Fixed Compensation (Director)
| Component | Amount | Notes |
|---|---|---|
| Annual Cash Retainer | $105,000 | Standard non-employee director cash retainer in FY2025 |
| Committee Chair Fees | $0 | Not a chair; Audit chair retainer is $25,000; other committee chair retainer $20,000 (program terms) |
| Meeting Fees | $0 | Only paid if required attendance exceeds 24 meetings/year ($1,500/meeting) |
| All Other Compensation | $0 | Matching gifts program up to $10,000; Manny reported $0; program available |
| Total Cash Earned FY2025 | $105,000 | As reported |
Performance Compensation (Director Equity)
| Item | Grant Date | Measure | Shares/Value | Vesting | Notes |
|---|---|---|---|---|---|
| Annual RSU grant (program terms) | May 28, 2024 | RSUs | 5,857 RSUs; target value $180,000 | One-year vest; vested May 28, 2025 | All non-employee directors received RSUs with one-year vest; dividend equivalents accrue and pay in stock upon vesting |
| Stock Awards (reported value) | FY2025 | Grant-date fair value | $174,129 | N/A | Reported in Non-Employee Director Compensation Table |
Other Directorships & Interlocks
| Company | Relationship to CAG | Potential Interlock Risk | Notes |
|---|---|---|---|
| Dick’s Sporting Goods, Inc. | Manny is a director | Board reviewed related relationships; independence affirmed | CAG board’s independence review found any relationships were ordinary course and arm’s-length; Manny deemed independent |
Expertise & Qualifications
- C-suite leadership (CEO, CFO) with extensive international operations experience, finance/capital management, and M&A.
- Human capital management and risk/compliance oversight; former audit partner enhances oversight of financial reporting and controls.

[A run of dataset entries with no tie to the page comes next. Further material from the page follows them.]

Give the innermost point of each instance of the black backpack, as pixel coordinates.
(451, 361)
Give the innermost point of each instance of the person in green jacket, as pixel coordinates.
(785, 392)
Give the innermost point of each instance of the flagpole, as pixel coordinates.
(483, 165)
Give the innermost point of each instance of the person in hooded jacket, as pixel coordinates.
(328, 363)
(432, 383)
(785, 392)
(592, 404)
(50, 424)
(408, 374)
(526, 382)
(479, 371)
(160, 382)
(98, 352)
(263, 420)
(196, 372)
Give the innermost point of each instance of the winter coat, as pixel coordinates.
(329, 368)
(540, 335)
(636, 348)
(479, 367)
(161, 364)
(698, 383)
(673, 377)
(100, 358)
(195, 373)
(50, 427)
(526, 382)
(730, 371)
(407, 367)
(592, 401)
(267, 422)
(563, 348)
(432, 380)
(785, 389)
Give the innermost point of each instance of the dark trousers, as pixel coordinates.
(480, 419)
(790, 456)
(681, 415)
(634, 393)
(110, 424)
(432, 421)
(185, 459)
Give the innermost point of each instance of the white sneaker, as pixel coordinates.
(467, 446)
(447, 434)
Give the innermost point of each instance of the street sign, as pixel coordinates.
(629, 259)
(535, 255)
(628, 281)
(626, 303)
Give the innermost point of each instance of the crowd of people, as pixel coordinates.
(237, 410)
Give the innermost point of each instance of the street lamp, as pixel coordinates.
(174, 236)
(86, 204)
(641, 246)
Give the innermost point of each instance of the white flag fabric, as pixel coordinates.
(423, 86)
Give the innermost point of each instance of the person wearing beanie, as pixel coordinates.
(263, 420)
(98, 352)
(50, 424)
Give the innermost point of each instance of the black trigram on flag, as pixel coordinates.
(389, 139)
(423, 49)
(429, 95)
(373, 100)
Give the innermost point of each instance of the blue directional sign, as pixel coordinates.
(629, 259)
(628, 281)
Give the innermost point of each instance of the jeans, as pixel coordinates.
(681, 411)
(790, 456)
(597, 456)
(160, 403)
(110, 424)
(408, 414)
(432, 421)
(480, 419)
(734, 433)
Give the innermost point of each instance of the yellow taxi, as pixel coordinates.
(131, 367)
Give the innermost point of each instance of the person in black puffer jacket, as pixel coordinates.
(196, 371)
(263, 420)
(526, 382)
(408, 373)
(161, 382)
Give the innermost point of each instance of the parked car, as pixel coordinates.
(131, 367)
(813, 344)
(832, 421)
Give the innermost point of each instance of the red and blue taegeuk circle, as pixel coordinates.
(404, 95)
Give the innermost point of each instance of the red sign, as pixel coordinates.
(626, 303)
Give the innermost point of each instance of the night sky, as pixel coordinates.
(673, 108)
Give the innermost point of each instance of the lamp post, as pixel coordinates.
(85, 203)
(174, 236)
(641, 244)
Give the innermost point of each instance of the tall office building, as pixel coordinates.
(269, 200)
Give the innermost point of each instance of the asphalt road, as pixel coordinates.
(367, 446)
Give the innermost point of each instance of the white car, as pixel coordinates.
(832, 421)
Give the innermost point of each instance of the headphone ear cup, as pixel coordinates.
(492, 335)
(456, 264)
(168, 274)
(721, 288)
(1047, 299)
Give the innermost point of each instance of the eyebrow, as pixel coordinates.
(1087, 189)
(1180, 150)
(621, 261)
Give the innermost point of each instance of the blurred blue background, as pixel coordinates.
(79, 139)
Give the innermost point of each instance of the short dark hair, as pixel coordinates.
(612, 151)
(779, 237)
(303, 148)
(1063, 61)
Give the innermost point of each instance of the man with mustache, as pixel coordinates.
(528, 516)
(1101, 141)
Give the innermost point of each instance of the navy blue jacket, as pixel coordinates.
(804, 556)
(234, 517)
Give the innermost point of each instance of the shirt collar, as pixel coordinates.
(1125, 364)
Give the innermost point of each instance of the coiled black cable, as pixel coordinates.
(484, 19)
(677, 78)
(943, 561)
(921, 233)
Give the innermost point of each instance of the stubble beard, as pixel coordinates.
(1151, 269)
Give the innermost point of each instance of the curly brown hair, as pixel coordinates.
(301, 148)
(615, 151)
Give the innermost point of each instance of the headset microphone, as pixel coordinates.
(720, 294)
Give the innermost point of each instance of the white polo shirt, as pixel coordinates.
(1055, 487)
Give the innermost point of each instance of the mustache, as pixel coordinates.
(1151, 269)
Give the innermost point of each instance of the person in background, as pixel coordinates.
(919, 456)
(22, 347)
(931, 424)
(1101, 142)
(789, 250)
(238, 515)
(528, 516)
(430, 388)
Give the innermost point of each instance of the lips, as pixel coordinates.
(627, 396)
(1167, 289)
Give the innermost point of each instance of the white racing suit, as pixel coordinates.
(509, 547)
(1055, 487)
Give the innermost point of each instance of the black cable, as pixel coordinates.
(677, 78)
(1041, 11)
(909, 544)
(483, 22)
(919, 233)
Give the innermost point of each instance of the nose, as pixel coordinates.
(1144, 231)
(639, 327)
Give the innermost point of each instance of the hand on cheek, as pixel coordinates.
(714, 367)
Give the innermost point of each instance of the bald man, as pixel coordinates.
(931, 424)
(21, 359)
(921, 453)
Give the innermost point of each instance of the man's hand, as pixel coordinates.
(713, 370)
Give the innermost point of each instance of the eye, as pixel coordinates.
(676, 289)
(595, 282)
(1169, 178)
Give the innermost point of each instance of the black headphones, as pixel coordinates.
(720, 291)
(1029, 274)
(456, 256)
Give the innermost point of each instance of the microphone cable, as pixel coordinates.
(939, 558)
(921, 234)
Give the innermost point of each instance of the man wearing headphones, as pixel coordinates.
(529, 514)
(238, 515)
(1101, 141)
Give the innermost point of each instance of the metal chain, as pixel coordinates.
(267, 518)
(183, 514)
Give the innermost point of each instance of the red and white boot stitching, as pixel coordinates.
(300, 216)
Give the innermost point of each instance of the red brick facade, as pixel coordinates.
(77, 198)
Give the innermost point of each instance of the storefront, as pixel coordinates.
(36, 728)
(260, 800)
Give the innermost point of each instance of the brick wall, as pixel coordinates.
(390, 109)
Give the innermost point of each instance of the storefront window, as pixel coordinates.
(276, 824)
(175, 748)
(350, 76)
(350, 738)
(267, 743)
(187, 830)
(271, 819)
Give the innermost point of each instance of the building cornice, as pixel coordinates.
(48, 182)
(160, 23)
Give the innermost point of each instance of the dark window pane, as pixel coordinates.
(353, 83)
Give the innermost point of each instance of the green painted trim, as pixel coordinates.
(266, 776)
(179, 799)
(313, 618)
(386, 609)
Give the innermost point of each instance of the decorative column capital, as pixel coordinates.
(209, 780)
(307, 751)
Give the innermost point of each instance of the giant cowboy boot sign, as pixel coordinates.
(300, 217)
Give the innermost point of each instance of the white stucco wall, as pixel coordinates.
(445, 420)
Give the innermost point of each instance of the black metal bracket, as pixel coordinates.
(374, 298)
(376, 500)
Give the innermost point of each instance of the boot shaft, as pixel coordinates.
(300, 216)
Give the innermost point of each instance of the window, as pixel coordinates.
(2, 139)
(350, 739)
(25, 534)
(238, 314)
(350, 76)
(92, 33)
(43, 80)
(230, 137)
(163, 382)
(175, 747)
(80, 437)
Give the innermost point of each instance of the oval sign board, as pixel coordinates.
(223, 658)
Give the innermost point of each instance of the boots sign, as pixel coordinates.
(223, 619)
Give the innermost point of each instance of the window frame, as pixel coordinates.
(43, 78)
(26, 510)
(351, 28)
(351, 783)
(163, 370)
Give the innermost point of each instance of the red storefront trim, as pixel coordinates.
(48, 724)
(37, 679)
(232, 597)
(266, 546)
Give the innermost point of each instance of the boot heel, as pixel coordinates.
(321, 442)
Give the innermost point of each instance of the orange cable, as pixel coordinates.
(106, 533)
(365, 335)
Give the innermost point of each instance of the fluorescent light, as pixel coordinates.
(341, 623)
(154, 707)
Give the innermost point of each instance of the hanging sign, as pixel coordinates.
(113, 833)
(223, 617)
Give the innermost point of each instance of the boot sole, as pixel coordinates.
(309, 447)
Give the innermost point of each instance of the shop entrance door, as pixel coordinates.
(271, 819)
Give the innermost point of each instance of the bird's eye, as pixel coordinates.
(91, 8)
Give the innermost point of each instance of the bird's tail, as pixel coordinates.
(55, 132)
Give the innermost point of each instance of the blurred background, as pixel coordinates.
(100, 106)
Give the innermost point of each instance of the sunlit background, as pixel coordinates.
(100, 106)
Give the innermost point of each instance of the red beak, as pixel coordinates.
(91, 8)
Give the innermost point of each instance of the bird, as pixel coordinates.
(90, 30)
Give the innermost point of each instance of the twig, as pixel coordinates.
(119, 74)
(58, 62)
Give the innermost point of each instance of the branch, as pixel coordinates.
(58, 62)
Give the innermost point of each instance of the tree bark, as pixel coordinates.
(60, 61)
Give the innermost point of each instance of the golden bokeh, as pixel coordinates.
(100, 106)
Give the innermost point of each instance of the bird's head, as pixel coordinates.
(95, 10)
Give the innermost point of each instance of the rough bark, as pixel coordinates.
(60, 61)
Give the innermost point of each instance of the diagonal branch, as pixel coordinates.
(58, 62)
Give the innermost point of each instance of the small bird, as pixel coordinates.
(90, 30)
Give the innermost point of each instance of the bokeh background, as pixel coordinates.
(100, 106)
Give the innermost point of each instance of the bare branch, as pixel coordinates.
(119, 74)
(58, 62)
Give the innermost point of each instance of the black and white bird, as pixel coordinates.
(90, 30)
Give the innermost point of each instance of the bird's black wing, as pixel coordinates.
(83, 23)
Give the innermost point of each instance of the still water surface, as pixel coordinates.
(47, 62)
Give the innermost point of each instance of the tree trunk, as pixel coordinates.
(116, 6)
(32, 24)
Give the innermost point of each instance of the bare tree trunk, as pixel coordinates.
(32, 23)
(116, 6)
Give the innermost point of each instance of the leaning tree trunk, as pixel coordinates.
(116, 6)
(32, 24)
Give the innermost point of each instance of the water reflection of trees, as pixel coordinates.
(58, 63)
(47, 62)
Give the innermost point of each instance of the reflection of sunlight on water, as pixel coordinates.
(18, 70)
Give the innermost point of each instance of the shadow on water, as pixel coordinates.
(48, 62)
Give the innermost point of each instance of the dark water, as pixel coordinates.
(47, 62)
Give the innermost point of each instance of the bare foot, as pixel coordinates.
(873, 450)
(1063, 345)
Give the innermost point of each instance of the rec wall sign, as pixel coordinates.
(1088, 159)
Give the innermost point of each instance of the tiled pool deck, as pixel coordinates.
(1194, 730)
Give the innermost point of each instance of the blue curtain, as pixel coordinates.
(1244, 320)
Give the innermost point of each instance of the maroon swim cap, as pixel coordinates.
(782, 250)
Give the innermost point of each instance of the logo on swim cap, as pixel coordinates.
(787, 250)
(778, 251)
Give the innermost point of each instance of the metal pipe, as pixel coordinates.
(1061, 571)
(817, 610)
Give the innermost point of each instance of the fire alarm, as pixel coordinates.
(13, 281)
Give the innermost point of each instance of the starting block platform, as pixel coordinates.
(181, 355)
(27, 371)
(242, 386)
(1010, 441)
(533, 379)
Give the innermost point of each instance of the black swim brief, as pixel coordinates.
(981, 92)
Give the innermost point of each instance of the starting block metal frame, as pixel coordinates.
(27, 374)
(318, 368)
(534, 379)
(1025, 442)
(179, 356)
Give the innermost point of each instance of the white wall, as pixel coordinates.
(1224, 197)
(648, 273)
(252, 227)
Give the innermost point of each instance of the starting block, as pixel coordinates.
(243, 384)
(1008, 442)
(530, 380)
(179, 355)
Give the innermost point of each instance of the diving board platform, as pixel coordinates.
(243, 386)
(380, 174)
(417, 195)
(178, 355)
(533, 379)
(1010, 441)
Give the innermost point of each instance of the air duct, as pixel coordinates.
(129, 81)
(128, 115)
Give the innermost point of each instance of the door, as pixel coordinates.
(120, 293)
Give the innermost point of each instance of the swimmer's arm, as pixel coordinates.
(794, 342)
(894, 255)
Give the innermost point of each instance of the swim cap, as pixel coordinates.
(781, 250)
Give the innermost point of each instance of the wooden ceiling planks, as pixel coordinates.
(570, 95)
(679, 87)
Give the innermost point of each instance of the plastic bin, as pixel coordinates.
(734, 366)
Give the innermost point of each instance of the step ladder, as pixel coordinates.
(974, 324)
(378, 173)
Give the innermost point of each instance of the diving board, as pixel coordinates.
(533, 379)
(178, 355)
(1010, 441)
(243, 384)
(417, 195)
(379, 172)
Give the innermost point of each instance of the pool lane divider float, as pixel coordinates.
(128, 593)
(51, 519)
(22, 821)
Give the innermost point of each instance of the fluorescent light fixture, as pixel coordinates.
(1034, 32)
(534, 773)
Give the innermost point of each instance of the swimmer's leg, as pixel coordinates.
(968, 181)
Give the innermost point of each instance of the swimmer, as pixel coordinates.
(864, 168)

- Recognized as audit committee financial expert, strengthening Board oversight of financial statements, internal controls, and audit quality.
Equity Ownership
| Holder | Shares Owned | Right to Acquire (60 days) | Percent of Class | Deferred Shares |
|---|---|---|---|---|
| Emanuel “Manny” Chirico | 30,000 | — | <1% | 23,947 |
| Shares Outstanding (basis for % calc) | — | — | 478,693,731 | — |
- Director stock ownership guideline: $525,000 (5x annual cash retainer); must be met within 5 years of first election; shares from RSUs and deferred equivalents count; unexercised options do not. During FY2025, all board members met the guideline or had <5 years of service and followed retention requirements.
- Hedging/pledging policy: Insider Trading Policy prohibits pledging, short sales, or hedging of Company stock by directors. This mitigates alignment and collateral risk.
- Section 16(a) compliance: Company reports all required insider ownership filings were timely in FY2025; no delinquent reports.
Governance Assessment
- Strengths: Independent status; Audit/Finance Committee membership; audit financial expert designation; strong attendance norms; robust executive-session practice; no related-party transactions reported in FY2025; anti-hedging/pledging policy; clear director ownership guidelines and compliance window. These factors support board effectiveness and investor confidence.
- Watch items: 2024 Say-on-Pay support was ~45% of votes cast, reflecting shareholder scrutiny of executive pay design (not director-specific) and raising overall governance expectations; HR Committee implemented program changes (relative TSR modifier; 3-year cumulative goals; retention of FCF in AIP) to address feedback.
Overall signal: Manny Chirico’s financial expertise and audit committee role, combined with independence and policies limiting conflicts (no related-party transactions; hedging/pledging ban), are positive governance indicators; broader shareholder pay concerns were addressed through program redesign, but remain relevant to oversight culture.